Facts
- The defendant, a shopkeeper, displayed a flick knife with a price tag in his shop window.
- The prosecution alleged that this act contravened the Restriction of Offensive Weapons Act 1959, s.1, which prohibits “offering for sale” certain offensive weapons.
- The key issue was whether the display constituted an “offer for sale” under the meaning of the statute.
- The prosecution argued that displaying the knife with a price was an offer to sell in breach of the Act.
- The defence asserted that such a display is merely an invitation to treat, not an offer.
- The Queen’s Bench was tasked with determining whether the shopkeeper’s conduct amounted to a statutory offence.
Issues
- Whether the display of a flick knife with a price tag in a shop window constitutes an “offer for sale” under the Restriction of Offensive Weapons Act 1959.
- Whether, in contract law, the display of goods in a shop amounts to an offer or an invitation to treat.
- How established principles of statutory interpretation and contract law should influence the construction of “offer for sale” within the Act.
Decision
- The court held that the display of goods with a price tag in a shop window is an invitation to treat, not an offer for sale.
- It was found that the shopkeeper’s actions did not amount to a breach of the Restriction of Offensive Weapons Act 1959.
- The term “offer for sale” was interpreted according to its established meaning in contract law, not ordinary language.
- The court dismissed the conviction, determining that Parliament is presumed to legislate with reference to existing legal terminology.
Legal Principles
- The display of goods with a price tag in a shop is generally considered an invitation to treat, not an offer, under English contract law.

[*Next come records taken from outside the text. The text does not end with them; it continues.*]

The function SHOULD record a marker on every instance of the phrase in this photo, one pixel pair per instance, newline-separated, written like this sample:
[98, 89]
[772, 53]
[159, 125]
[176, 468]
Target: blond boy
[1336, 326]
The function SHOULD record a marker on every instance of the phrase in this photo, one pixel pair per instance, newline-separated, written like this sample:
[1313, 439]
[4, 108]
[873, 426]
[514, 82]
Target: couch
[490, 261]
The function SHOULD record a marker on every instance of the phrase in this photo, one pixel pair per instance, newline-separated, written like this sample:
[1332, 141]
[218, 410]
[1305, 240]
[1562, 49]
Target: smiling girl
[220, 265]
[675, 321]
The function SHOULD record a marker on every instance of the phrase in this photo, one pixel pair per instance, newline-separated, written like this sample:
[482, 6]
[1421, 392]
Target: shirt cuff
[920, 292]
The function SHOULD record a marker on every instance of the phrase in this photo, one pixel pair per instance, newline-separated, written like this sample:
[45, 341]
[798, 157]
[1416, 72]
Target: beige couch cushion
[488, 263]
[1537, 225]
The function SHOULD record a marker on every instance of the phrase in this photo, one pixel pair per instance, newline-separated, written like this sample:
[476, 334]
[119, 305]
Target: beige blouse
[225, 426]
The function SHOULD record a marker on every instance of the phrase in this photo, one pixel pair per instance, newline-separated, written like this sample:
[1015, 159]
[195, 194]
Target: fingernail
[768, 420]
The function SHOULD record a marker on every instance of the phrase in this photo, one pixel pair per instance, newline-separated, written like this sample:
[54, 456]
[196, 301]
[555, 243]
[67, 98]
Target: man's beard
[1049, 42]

- An offer is a definite promise to be bound on particular terms, while an invitation to treat invites others to make offers.
- Statutory terms are presumed to bear their accepted legal meanings unless expressly defined otherwise in legislation.
- The ruling confirms that contract formation relies on an objective expression of intent rather than subjective intentions.
- Reference was made to authorities such as Pharmaceutical Society of GB v Boots Cash Chemists and Partridge v Crittenden, confirming that advertisements and displays are usually invitations to treat.
Conclusion
The court in Fisher v Bell established that the display of goods with a price in a shop window is an invitation to treat, not an offer to sell. Consequently, the shopkeeper was not liable under the Restriction of Offensive Weapons Act 1959, as the actions did not constitute an "offer for sale." This decision clarified an important distinction in contract law and confirmed the need for statutory interpretation in line with established legal principles.